I think there is too much hatred against Asus from a good brand became, a crappy one

They are the number 1 supplier of branded and second biggest supplier of un-branded or rebranded boards out there.

I don't think anyone would ever recommend against an ASUS mobo, its just you hear a lot of issues because of the volume of people who use them.

That said they are starting to have QC concerns creeping towards a dangerous level and issues like the DCu II's for the 7950 and 7970's is a tad worrisome when you are talking about $400-$600 depending on when and what you bought.

They have always had crappy support, but it was a non-issue because it used to be that you never ever had to deal with them.

Better way to put it. They used to be a step above Gigabyte and MSI, now they seem to be closer to their level.
 
They are the number 1 supplier of branded and second biggest supplier of un-branded or rebranded boards out there.

I don't think anyone would ever recommend against an ASUS mobo, its just you hear a lot of issues because of the volume of people who use them.

That said they are starting to have QC concerns creeping towards a dangerous level and issues like the DCu II's for the 7950 and 7970's is a tad worrisome when you are talking about $400-$600 depending on when and what you bought.

They have always had crappy support, but it was a non-issue because it used to be that you never ever had to deal with them.

Better way to put it. They used to be a step above Gigabyte and MSI, now they seem to be closer to their level.

yeah maby u right and i am overreacting but before this motherboard i had another one so called premium motherboard which is torn away... plus i have UPS line interactive an APC one and a good premium PSU...
 
The Abits were horrible. BH6. BP6. I spent many a'flamefest telling the overclocker fan boys to stop recommending them merely because they overclocked a bit better than the other boards.

Best boards must've been like the Asus P2B-D. i440BX, dual CPU's. Very nice board, had one in service for 11 years, 24x7.
 
The Abits were horrible. BH6. BP6. I spent many a'flamefest telling the overclocker fan boys to stop recommending them merely because they overclocked a bit better than the other boards.
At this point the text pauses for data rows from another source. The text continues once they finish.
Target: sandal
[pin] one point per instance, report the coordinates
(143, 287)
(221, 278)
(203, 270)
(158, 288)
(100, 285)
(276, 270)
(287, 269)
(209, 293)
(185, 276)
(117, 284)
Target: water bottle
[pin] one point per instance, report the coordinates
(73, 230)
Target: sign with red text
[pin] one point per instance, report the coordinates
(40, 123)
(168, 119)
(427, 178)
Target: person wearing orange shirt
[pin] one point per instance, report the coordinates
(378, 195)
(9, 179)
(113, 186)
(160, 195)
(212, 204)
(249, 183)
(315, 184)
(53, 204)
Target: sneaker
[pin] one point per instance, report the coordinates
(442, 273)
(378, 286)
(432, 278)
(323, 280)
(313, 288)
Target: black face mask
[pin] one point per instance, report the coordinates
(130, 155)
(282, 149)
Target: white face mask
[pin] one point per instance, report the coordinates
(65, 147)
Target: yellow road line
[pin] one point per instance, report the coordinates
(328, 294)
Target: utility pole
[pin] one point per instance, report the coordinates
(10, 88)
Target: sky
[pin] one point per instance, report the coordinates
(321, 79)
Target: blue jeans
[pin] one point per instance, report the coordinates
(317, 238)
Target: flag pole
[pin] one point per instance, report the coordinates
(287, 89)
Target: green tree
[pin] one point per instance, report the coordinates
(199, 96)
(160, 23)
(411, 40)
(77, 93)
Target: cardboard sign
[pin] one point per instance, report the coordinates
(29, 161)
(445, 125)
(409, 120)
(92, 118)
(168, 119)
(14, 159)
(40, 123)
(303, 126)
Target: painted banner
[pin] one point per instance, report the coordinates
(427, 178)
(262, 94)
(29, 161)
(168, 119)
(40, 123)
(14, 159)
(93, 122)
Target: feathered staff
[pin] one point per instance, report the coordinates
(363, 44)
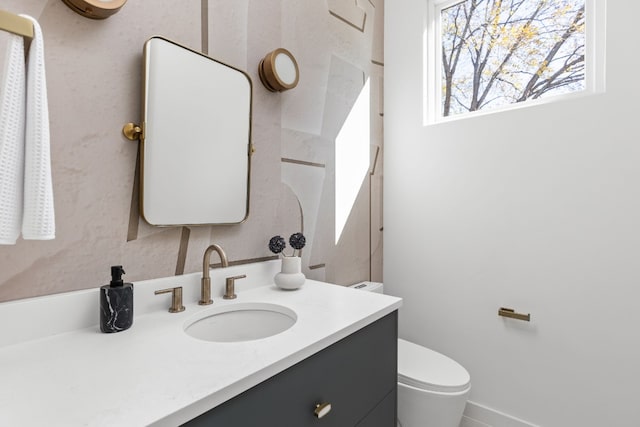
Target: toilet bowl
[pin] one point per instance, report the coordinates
(432, 388)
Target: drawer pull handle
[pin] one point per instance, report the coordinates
(509, 312)
(322, 409)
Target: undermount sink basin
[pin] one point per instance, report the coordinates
(240, 322)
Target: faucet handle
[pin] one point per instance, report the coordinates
(176, 298)
(230, 286)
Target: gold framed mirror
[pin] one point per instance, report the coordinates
(195, 139)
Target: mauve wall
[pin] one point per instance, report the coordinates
(93, 75)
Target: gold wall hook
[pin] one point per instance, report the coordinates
(16, 24)
(132, 131)
(511, 313)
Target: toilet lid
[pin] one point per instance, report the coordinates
(426, 369)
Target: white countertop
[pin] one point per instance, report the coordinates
(155, 374)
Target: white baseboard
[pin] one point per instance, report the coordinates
(476, 415)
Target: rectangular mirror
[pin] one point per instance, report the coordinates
(196, 138)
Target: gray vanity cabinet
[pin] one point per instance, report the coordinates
(357, 376)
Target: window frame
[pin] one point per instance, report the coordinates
(595, 15)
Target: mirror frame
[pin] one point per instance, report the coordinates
(145, 126)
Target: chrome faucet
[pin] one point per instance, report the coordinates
(205, 295)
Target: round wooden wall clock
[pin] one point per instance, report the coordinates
(95, 9)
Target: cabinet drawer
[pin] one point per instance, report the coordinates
(354, 375)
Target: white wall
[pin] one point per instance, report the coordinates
(537, 209)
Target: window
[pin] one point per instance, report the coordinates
(488, 54)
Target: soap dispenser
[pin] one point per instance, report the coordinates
(116, 303)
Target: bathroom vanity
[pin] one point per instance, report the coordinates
(341, 350)
(357, 376)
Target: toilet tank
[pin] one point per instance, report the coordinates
(377, 287)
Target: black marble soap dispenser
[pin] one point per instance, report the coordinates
(116, 303)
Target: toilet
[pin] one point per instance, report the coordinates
(432, 388)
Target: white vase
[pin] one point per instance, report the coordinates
(290, 276)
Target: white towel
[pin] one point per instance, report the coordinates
(12, 125)
(38, 222)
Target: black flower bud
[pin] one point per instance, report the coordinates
(297, 241)
(277, 244)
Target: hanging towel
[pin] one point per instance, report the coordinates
(12, 125)
(38, 222)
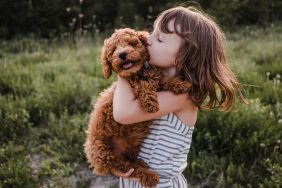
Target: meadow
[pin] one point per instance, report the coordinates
(47, 88)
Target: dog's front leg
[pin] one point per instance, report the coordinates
(146, 93)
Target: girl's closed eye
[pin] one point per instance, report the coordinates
(159, 38)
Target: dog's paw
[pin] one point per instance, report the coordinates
(151, 106)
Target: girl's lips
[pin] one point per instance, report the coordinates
(127, 65)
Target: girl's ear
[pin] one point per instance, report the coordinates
(143, 36)
(107, 68)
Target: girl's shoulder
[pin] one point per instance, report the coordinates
(188, 114)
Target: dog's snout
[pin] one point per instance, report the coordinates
(122, 55)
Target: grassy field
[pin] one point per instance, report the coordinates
(46, 92)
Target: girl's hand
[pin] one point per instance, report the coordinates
(125, 175)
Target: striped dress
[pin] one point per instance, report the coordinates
(165, 150)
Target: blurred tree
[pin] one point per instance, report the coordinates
(53, 18)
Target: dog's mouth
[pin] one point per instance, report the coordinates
(127, 65)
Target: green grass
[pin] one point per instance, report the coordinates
(47, 89)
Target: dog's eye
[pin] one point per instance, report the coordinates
(133, 42)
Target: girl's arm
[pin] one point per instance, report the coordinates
(126, 109)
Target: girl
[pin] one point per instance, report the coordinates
(187, 43)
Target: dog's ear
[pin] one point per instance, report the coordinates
(107, 68)
(143, 36)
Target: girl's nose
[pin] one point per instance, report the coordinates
(149, 40)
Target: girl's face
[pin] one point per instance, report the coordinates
(164, 47)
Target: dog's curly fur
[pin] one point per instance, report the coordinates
(109, 144)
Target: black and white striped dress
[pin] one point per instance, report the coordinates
(165, 150)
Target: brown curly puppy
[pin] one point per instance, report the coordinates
(109, 144)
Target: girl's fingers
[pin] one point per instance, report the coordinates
(121, 174)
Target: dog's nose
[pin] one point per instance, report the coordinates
(122, 55)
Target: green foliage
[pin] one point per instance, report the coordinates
(15, 171)
(59, 18)
(47, 89)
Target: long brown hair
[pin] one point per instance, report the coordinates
(201, 59)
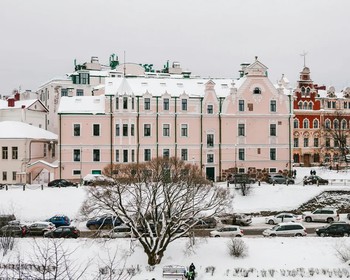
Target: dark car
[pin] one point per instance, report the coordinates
(279, 179)
(5, 219)
(39, 228)
(59, 220)
(104, 222)
(14, 230)
(61, 183)
(334, 229)
(314, 179)
(63, 232)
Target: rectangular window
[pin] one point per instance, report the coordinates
(273, 154)
(117, 130)
(147, 130)
(125, 130)
(76, 129)
(296, 142)
(125, 102)
(210, 140)
(184, 154)
(4, 176)
(241, 129)
(125, 155)
(273, 129)
(64, 92)
(210, 158)
(15, 152)
(210, 109)
(241, 105)
(117, 155)
(184, 104)
(132, 155)
(147, 154)
(184, 131)
(76, 155)
(166, 153)
(166, 129)
(96, 155)
(147, 104)
(4, 153)
(241, 154)
(96, 129)
(166, 104)
(117, 103)
(273, 106)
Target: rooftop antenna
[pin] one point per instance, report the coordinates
(304, 55)
(124, 69)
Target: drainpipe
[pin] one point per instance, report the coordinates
(138, 129)
(111, 132)
(175, 127)
(157, 130)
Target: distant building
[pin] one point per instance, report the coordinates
(217, 124)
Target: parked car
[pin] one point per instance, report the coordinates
(59, 220)
(14, 230)
(334, 229)
(314, 179)
(63, 232)
(283, 217)
(279, 179)
(227, 231)
(328, 215)
(286, 229)
(121, 231)
(5, 219)
(104, 222)
(39, 228)
(61, 183)
(235, 219)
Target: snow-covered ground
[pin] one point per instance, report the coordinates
(279, 257)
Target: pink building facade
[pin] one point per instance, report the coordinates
(216, 124)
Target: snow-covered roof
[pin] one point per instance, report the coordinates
(20, 130)
(82, 104)
(174, 87)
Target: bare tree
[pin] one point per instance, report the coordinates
(160, 200)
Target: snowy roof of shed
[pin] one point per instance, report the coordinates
(20, 130)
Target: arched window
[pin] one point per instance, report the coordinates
(336, 124)
(343, 124)
(296, 123)
(305, 105)
(257, 90)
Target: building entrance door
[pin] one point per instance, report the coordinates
(210, 171)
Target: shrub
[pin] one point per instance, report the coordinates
(237, 248)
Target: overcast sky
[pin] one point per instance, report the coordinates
(40, 39)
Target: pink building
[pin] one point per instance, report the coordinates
(215, 123)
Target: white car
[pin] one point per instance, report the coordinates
(286, 229)
(282, 218)
(227, 231)
(121, 231)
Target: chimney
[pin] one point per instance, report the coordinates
(10, 102)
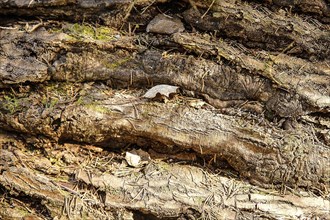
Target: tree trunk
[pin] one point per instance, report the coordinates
(247, 136)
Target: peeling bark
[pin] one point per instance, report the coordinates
(253, 105)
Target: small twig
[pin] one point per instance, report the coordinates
(208, 9)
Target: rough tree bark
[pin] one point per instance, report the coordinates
(246, 137)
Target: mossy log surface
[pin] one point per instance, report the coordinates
(247, 136)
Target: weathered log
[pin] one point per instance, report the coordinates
(98, 115)
(254, 103)
(103, 187)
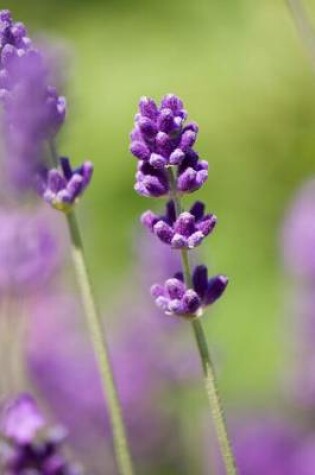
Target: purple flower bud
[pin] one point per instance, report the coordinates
(175, 298)
(21, 419)
(160, 137)
(29, 445)
(62, 189)
(186, 231)
(148, 108)
(140, 150)
(150, 181)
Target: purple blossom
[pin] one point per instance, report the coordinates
(62, 189)
(21, 419)
(154, 183)
(29, 250)
(266, 446)
(298, 234)
(160, 136)
(29, 445)
(175, 298)
(161, 139)
(33, 110)
(63, 368)
(185, 231)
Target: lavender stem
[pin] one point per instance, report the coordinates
(100, 348)
(98, 339)
(207, 364)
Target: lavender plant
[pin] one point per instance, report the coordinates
(168, 166)
(29, 445)
(33, 114)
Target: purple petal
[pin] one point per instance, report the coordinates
(163, 231)
(148, 108)
(175, 288)
(149, 219)
(185, 224)
(195, 239)
(157, 161)
(216, 287)
(207, 224)
(140, 150)
(55, 181)
(177, 157)
(191, 302)
(198, 210)
(200, 280)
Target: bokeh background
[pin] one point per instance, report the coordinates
(245, 78)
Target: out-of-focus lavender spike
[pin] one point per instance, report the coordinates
(189, 303)
(161, 139)
(186, 231)
(62, 189)
(28, 445)
(33, 112)
(30, 253)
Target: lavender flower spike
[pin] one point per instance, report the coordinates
(61, 189)
(187, 231)
(28, 445)
(174, 298)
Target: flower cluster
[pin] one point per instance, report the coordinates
(175, 298)
(161, 139)
(33, 110)
(28, 445)
(33, 114)
(169, 166)
(188, 230)
(61, 189)
(29, 251)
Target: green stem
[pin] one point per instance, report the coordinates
(100, 348)
(98, 340)
(207, 364)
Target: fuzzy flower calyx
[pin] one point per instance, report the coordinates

Best boards must've been like the Asus P2B-D. i440BX, dual CPU's. Very nice board, had one in service for 11 years, 24x7.

Agreed. It's almost like Abit engineered instability at stock just to make sure it would overclock better. Once companies like Gigabyte and Asus started to really throw money at the overclocking crowd there was no reason to put up with "quirkyness" of the Abit setup. That said the BH6 was pretty stable for me.